Por Malu Rangel
Por volta dos oito, nove anos, me encantei por livros.
Por um livro.
Por alguns livros.
Por muitos livros.
Assim íamos: livros que eram meus e, em todas as medidas, livros que eram eu. De repente, ler, que até pouco tinha sido nada além do que um passar de tempo vagaroso - palavras emboladas em linhas compridas -, se tornava um passatempo de criar. Viagem e mergulho, o "um pouco sozinho", ler e brincar eram minha dupla preferida.
Marcelo, marmelo, martelo acabara de ser lançado por Ruth Rocha, e comecei também a inventar meus próprios modos de nomear o mundo. Dentre muitos, um especialmente mágico: a biblioteca da escola se chamaria, para mim, caixa de livros.
Que besteira, diriam alguns.
Qual é a graça, ou melhor, qual é a magia, de uma "caixa de livros"?, pensariam outros.
Talvez eu não saiba explicar. Mas posso convidá-los a imaginar.
Para mim, a biblioteca da minha escola, ampla, iluminada, colorida, era uma caixa gigantesca, na qual eu podia entrar. Uma vez lá dentro, tudo tinha vida, e mais: cada livro reproduzia, em si, pedaços do desconhecido e do infinito, num movimento peculiar. Era um segredo nosso, e assim conversávamos.
Entrar em bibliotecas, vida afora, é redescobrir minha primeira caixa de livros. É procurar o lugar aberto e repleto de surpresas e de sustos - um pouco do que é viver, afinal.
Vidas e livros. Não por acaso, em uma de suas obras para crianças, Sylvia Orthof inventa uma biblioteca (toda arrumada, cheia de regras, escura) e a faz epicentro para o amadurecimento de sua protagonista.
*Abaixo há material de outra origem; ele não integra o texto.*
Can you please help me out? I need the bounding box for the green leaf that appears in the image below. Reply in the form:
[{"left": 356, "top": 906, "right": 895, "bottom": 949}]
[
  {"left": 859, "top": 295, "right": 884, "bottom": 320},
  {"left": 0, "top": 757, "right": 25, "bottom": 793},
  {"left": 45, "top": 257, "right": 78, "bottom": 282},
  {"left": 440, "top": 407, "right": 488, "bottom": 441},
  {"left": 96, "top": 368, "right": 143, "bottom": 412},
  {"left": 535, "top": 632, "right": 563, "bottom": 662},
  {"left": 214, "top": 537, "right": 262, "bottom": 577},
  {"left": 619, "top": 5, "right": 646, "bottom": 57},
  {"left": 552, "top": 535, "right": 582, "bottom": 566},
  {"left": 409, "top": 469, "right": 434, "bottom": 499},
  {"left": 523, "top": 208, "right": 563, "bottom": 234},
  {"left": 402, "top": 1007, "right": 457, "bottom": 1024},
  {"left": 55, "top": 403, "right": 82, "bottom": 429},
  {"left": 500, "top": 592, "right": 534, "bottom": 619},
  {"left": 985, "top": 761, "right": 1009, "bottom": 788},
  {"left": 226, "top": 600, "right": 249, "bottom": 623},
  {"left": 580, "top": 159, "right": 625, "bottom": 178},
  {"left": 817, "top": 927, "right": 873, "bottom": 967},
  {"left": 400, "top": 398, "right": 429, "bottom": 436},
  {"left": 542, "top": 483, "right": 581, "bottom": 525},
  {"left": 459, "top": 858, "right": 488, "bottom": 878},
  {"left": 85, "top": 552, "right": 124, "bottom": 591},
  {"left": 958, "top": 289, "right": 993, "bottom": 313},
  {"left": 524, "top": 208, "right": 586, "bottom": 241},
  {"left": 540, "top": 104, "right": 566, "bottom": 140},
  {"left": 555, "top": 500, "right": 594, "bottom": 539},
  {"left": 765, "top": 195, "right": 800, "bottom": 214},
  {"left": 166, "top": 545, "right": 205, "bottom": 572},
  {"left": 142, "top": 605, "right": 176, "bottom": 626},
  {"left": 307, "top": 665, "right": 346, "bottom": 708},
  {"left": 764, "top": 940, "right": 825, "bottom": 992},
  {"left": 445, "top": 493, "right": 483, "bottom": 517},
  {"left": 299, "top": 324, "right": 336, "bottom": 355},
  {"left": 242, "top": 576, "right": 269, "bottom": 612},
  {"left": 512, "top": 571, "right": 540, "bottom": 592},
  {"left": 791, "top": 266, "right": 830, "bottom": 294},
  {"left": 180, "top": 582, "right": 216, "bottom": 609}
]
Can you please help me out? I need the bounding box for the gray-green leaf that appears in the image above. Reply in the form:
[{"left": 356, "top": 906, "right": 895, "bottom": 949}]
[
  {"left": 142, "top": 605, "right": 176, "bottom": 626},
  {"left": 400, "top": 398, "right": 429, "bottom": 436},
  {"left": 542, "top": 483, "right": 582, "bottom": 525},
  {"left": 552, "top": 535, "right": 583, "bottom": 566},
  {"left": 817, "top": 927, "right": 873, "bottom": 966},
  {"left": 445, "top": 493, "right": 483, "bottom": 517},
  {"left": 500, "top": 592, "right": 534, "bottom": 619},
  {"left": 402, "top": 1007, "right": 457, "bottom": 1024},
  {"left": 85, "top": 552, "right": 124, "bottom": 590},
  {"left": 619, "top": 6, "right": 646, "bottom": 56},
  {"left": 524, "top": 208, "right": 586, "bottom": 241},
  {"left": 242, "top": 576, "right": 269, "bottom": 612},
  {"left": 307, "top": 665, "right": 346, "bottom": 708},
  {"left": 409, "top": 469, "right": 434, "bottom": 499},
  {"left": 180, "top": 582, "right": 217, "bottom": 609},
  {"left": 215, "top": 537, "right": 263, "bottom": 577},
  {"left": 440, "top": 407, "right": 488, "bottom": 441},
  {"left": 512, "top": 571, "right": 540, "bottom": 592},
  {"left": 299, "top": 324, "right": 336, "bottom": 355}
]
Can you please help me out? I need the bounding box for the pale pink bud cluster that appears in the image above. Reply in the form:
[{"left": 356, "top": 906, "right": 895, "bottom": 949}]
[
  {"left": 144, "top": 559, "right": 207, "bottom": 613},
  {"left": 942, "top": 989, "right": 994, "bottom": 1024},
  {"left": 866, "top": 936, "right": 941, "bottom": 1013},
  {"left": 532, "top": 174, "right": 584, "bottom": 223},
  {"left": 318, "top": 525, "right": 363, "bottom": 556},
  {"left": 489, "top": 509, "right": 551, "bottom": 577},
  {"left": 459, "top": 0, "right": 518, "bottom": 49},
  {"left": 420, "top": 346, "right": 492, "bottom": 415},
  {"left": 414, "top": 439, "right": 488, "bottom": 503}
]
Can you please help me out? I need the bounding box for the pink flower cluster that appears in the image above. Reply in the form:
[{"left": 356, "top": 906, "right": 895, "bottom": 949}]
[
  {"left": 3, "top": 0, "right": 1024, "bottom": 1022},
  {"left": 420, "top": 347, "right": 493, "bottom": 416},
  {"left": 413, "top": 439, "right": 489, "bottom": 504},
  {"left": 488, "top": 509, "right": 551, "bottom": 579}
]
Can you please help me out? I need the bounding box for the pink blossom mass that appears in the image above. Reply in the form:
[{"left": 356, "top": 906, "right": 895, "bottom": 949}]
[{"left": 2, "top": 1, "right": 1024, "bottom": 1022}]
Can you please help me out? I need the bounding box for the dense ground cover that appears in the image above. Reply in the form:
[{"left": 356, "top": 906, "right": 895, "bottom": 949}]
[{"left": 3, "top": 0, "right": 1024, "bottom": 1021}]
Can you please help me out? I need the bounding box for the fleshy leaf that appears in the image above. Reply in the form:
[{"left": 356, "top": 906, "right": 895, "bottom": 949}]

Enquanto a menina adolesce, a biblioteca cria vida, os livros se libertam das capas cinzas e revelam suas cores. E é este lugar colorido, pulsátil, que existe todos os dias, no Colégio Oswald de Andrade - lá, reencontro e descubro uma caixa mágica.
Luz, vida, páginas, surpresas, movimento, integração: tudo cabe no Centro de Leitura, Investigação e Pesquisa, o CLIP. E se as perguntas não terminam nos livros, nessas páginas que nos levam além, a leitura navega também por outras linguagens: artes visuais, tecnologia digital, ciências da natureza, filosofia, sociologia... Tudo se integra e se movimenta neste lugar que guarda tesouros antigos e que é aberto para a bibliodiversidade e para os debates contemporâneos.
Ser leitor no CLIP é percorrer aventuras e distâncias, lançar-se no espaço aberto que nos aguarda a cada leitura e a cada esquina da vida. É aprender a narrar o mundo que nos circunda, mesmo quando tudo parece querer nos deixar mudos, um pouco como o filósofo Walter Benjamin conta sobre os soldados que voltavam da guerra, sem palavras para descrever o que fosse.
Saber que, quando tudo parece ruir, há firmezas e portos-seguros: o CLIP é mesmo esta caixa fabulosa esperando ser aberta por cada leitor. Pois somos, talvez e afinal, como inventou Jorge Luis Borges, "palavras ou letras de um livro mágico, e esse livro incessante é a única coisa que há no mundo: melhor dizendo, é o mundo".